In the second half of the book, the pages were blank.

He sighed and rubbed his eyes. The range of texts from the library could take him months to read, and there was no guarantee he would find any answers, even then.

No. He studied the blank pages more closely. It did not make sense that they would be empty. Words were hidden here: he was sure of it.

Cain removed the book of demon-summoning magic from his rucksack, searching for the reveal spell he had used before to locate these very chambers. He felt the dark power flow through him once again as he spoke. The lantern flame guttered and then flared up, and something unseen seemed to enter the room; he heard the others gasp with fright, but he did not look up, his eyes bound to the blank page as words began to appear there, as if freshly written.

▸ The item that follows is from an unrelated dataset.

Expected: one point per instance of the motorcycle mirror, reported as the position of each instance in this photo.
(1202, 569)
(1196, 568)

The text described an ancient battle from the Mage Clan Wars many centuries before, fought over a forgotten city. The brothers Bartuc and Horazon, leaders of the Vizjerei sorcerers, gathered thousands of followers each; light and dark clashed, and the streets ran with blood, their vast powers nearly splitting the land in two before Bartuc prevailed in this particular battle and slaughtered what remained of Horazon’s followers. The two brothers escaped the killing fields, leaving the dead sorcerers to rot where they had fallen.

A short time later, Bartuc returned to the city under the cover of darkness and used his demonic powers to cover up what he had done and sink the city deep beneath the ground, burying it forever and erasing it from history with a powerful spell. But the dead sorcerers from the battle remained, entombed in the ruins of ancient buildings and tunnels that connected them.

A drawing scratched into the text’s pages, this one more crudely done, filled Cain’s heart with fear.

The lost city’s name was Al Cut. And its location was chillingly familiar.

Gea Kul had been built directly on top of it.

The notations from the other map came back to him; they marked the spots where Al Cut’s buildings lay, entombed forever beneath the sands of time.

“Al Cut,” Cain breathed softly. The revelation was like a thunderbolt. “It’s not a man; it’s a city.”

“Where’s Egil?”

The urgency in the voice broke the spell that had fallen over Cain. He looked up to find Thomas looking frantically around the room and Cullen still packing books into his sack with a frenzy that made him seem almost mad with fear. Something had terrified the two men. The lantern no longer gave their surroundings a warm yellow glow; the gloom crept out from the corners, seeming to eat the light, and the cold had returned like the touch of icy, dead fingertips.

Cain remembered the odd look on Egil’s face as he had stood in the entrance to the library. He glanced at Mikulov, who shook his head, then nodded in the direction of the only other way out of the library—the archway from which the unburied had appeared several days before. The torch Egil had been holding was tucked neatly into a bracket on the wall.